Subscription commerce is going through a consolidation phase this year. After the acquisition of SuprDaily, Doodhwala shut its operations while DailyNinja is getting acquired by e-grocer BigBasket. The only significant player left in the segment is Milkbasket.
While the firm is trying to raise capital, it filed its annual financial report for the fiscal year ending March 2019. According to the report, revenue from operations increased by 2.88X to Rs 84.5 crore in FY19, up from Rs 29.3 crore in the previous fiscal.
The Gurugram-based company earned Rs 83.5 crore from selling goods and another Rs 98.63 lakh by providing ancillary services. Meanwhile, the total expenses shot up 3.11X to Rs 94.18 crore in the last fiscal from Rs 30.24 crore in FY18.
While the expenses soared, Milkbasket’s losses blew up 10X to Rs 9.54 crore in FY19 from a mere Rs 95 lakh in the preceding fiscal.
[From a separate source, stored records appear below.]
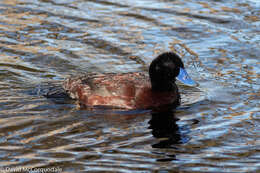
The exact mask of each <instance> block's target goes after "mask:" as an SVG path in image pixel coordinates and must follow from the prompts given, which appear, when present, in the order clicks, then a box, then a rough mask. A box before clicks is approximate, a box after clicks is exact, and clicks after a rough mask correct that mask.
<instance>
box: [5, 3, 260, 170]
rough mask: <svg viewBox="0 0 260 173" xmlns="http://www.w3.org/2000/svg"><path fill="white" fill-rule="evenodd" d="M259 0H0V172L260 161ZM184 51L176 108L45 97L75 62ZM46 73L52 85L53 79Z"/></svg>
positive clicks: (153, 167)
mask: <svg viewBox="0 0 260 173" xmlns="http://www.w3.org/2000/svg"><path fill="white" fill-rule="evenodd" d="M259 5H260V4H259V2H258V1H257V0H250V1H249V0H248V1H247V0H242V1H213V0H211V1H195V0H182V1H167V0H164V1H162V0H152V1H145V0H138V1H135V0H131V1H130V0H125V1H117V0H115V1H112V0H104V1H102V0H100V1H93V0H85V1H83V0H76V1H58V0H57V1H56V0H13V1H9V0H3V1H1V2H0V150H1V152H0V158H1V159H0V172H1V171H2V170H4V169H5V170H6V168H7V167H8V168H16V167H24V168H51V167H56V168H61V169H62V172H80V171H101V172H102V171H106V172H109V171H111V172H134V171H135V172H152V171H158V170H160V171H165V172H174V171H175V172H181V171H182V172H241V173H244V172H259V171H260V169H259V167H260V154H259V146H260V140H259V139H260V135H259V131H260V128H259V127H260V126H259V125H260V118H259V117H260V113H259V112H260V109H259V99H260V80H259V74H260V71H259V69H260V62H259V55H260V49H259V48H260V37H259V33H260V30H259V28H260V19H259V16H260V6H259ZM165 51H175V52H177V53H178V54H179V55H181V56H182V58H183V61H184V63H185V65H186V68H187V70H188V72H189V74H190V75H191V77H192V78H193V79H194V80H195V81H196V82H198V83H199V84H200V85H199V86H198V87H197V88H194V87H186V86H183V85H181V84H180V85H179V88H180V90H181V93H182V106H180V107H178V108H177V109H176V110H175V111H174V112H171V113H168V112H165V113H160V114H158V113H154V112H151V111H149V110H148V111H147V110H145V111H140V110H135V111H114V110H107V109H105V110H102V109H97V110H80V109H78V107H77V106H76V104H75V103H74V102H73V101H65V100H59V101H57V100H56V101H54V100H48V99H46V98H45V97H43V96H42V94H43V93H44V91H46V90H48V87H49V86H50V85H53V84H57V85H59V84H61V82H62V80H63V79H64V78H66V77H67V76H69V75H71V74H76V73H83V72H94V71H96V72H129V71H143V70H146V68H147V65H148V64H149V63H150V62H151V60H152V59H153V58H154V57H155V56H156V55H158V54H159V53H161V52H165ZM49 83H51V84H49Z"/></svg>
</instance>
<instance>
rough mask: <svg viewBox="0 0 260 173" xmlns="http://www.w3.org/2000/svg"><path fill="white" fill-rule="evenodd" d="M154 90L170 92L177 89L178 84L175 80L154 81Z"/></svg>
mask: <svg viewBox="0 0 260 173" xmlns="http://www.w3.org/2000/svg"><path fill="white" fill-rule="evenodd" d="M151 84H152V90H153V91H160V92H167V91H168V92H169V91H174V90H176V85H175V83H174V81H172V82H168V81H167V82H152V81H151Z"/></svg>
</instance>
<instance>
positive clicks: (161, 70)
mask: <svg viewBox="0 0 260 173" xmlns="http://www.w3.org/2000/svg"><path fill="white" fill-rule="evenodd" d="M176 78H177V79H178V80H180V81H181V82H183V83H184V84H187V85H195V84H196V83H195V82H194V81H193V80H192V79H191V77H190V76H189V75H188V73H187V72H186V70H185V68H184V64H183V62H182V60H181V58H180V57H179V56H178V55H177V54H176V53H174V52H164V53H161V54H160V55H158V56H157V57H156V58H154V59H153V60H152V62H151V63H150V66H149V70H148V72H129V73H104V74H102V73H93V72H92V73H88V74H84V75H80V76H72V77H69V78H67V79H66V80H65V81H64V83H63V88H64V90H65V92H66V93H67V94H68V95H69V97H70V98H72V99H75V100H77V101H78V103H79V105H80V107H82V108H93V107H99V106H101V107H108V108H119V109H128V110H133V109H156V108H166V107H167V108H171V107H177V106H179V105H180V101H181V100H180V99H181V97H180V93H179V91H178V86H177V85H176V83H175V82H176Z"/></svg>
Importantly, the outstanding losses of the company stood at Rs 11.61 crore in FY19, up from Rs 2.06 crore in FY18.
Purchase of stock in trade is the biggest cost factor for the company, making up 87.17% of the total expenses by the company during FY19. These purchases grew nearly 3X from Rs 27.8 crore in FY18 to Rs 82.1 crore during FY19.
To manage the growing scale, the company increased its workforce which was clearly reflected under employee benefits which grew 5.02X to Rs 2.11 crore in FY19 from Rs 42.2 lakh in FY18.
The company worked hard to improve its visibility in the market, spending Rs 4.73 crore on advertising and promotion. This is a 14.8X jump in FY19 from only Rs 32.74 lakh in the preceding financial year.
The net cash outflow from operations stood at Rs 5.31 crore in FY19. It’s worth noting that the company had generated positive operating cash flows of Rs 4.7 lakh during FY18.
The above figures hint that while Milkbasket has spent substantially more money on its operations, the company has not succeeded in scaling up its revenues efficiently.
Burning cash helped the company to achieve a 188.4% jump in revenues. In contrast, its losses spiked by a whopping 900% during the year ended in March 2019. Clearly, revenue hasn’t kept pace with expenditure.
Given that Milkbasket has downscaled operations across locations and is focusing on turning profitable this year, its burn rate is expected to go down in the ongoing fiscal.
Milkbasket is the only independent play left in the subscription commerce or micro-delivery space. It would be exciting to observe how the company evolves from here.